Que ce soit l’assurance retraite ou les fonds de pension, la France est loin derrière la moyenne OCDE ou les grands pays industrialisés en matière de retraite par capitalisation. Le montant des actifs sur des plans d’épargne retraite représente en France 12,2% du PIB en 2019 contre 99% pour la moyenne OCDE, et même 167% pour la Suisse, 109% pour la Suède.
La difficulté pour les salariés du privé est que le taux de cotisation retraite est déjà très élevé. Il est donc impossible d’ajouter une cotisation supplémentaire au profit d’une retraite par capitalisation. La seule solution est d’affecter une partie des cotisations actuelles.
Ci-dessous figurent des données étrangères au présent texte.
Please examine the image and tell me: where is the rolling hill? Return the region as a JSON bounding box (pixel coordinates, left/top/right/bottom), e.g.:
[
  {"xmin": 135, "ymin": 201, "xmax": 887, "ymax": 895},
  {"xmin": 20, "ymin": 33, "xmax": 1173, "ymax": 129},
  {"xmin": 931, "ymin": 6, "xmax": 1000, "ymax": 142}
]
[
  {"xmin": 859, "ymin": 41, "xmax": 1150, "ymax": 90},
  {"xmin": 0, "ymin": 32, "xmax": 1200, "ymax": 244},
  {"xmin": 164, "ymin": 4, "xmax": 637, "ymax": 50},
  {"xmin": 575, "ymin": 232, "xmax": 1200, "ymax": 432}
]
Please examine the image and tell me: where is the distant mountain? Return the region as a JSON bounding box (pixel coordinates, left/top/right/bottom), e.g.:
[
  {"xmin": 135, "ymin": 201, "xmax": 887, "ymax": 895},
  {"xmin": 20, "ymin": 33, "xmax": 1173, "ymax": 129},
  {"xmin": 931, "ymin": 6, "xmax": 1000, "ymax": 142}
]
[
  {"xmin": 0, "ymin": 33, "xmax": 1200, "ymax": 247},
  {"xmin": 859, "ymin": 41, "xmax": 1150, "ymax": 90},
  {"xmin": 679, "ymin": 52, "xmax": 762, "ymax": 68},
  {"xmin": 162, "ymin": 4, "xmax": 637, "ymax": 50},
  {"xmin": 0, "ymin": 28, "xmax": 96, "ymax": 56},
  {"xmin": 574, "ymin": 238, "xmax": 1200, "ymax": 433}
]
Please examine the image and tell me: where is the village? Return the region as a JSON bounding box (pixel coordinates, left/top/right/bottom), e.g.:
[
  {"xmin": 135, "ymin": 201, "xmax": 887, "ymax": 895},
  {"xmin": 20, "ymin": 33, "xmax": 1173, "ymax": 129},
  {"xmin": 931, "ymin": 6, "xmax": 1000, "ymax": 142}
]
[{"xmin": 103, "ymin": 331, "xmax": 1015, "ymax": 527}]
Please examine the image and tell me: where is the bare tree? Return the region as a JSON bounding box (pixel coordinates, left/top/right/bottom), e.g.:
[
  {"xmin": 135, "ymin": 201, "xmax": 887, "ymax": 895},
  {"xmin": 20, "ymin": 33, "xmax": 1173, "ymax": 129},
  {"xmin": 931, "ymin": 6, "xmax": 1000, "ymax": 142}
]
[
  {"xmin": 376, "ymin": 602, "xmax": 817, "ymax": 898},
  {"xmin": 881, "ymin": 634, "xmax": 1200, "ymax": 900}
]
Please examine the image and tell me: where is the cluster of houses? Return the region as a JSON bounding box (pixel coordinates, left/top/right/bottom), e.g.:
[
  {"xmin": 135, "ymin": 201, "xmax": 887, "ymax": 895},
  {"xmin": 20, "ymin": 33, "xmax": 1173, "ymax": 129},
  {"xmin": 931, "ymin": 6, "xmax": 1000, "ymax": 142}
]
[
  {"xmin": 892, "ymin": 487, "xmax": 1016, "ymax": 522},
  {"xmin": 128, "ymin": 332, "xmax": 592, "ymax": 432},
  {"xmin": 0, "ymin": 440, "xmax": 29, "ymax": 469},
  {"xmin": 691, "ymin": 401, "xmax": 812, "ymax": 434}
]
Les chiffrages montrent l’impact d’un financement par capitalisation sur le niveau de retraite eu égard au dernier salaire : plus 4 points de niveau de remplacement pour une cotisation de 2% par an. Et plus de 5 points pour un cadre et 6 points pour un non-cadre en passant la cotisation à 5% du salaire. Dans le cadre d’une réforme des retraites à venir, la priorité nous semble de développer l’épargne retraite collective. Plusieurs éléments militent dans ce sens : Une épargne retraite mise en place par accord collectif permet d’amorcer la constitution d’un capital y compris pour les salariés qui ont des salaires modestes, cela peut constituer un argument en faveur du recrutement ou de la fidélisation des salariés de l’entreprise.
Conclusion
La France est au pied du mur pour faire les réformes. Depuis le livre blanc de Michel Rocard - de quoi faire sauter plusieurs gouvernements disait-on – jusqu’au dernier rapport du COR, la France a toujours réformé ses régimes de retraites sous la pression des déficits. Qu’est ce qui fait que la réforme est aujourd’hui incontournable ? C’est la fin de l’argent magique. Les réformes trop longtemps repoussées deviennent indispensables. Aujourd’hui, les taux d’intérêt sur la charge de la dette atteignent près de 3%. La charge de la dette atteint 46 Mds €, c’est la moitié de l’impôt sur le revenu. La réforme des retraites est indispensable pour redresser la trajectoire budgétaire. Les ajustements trop longtemps reportés sont nécessaires. Plus que jamais, il est important de rester dans une logique d’assurance sociale et de ne pas amplifier les dépenses de solidarité de notre système de retraite, en raison de l’échec des autres politiques publiques : éducation, formation, chômage, santé… C’est légitime de vouloir corriger les inégalités face à la retraite mais mieux vaut corriger cela avant, tout au long de la carrière.
1 Jusqu’à 2005 et la création du régime additionnel de la fonction publique, retraite obligatoire supplémentaire en capitalisation qui permet aux fonctionnaires de cotiser sur leurs primes.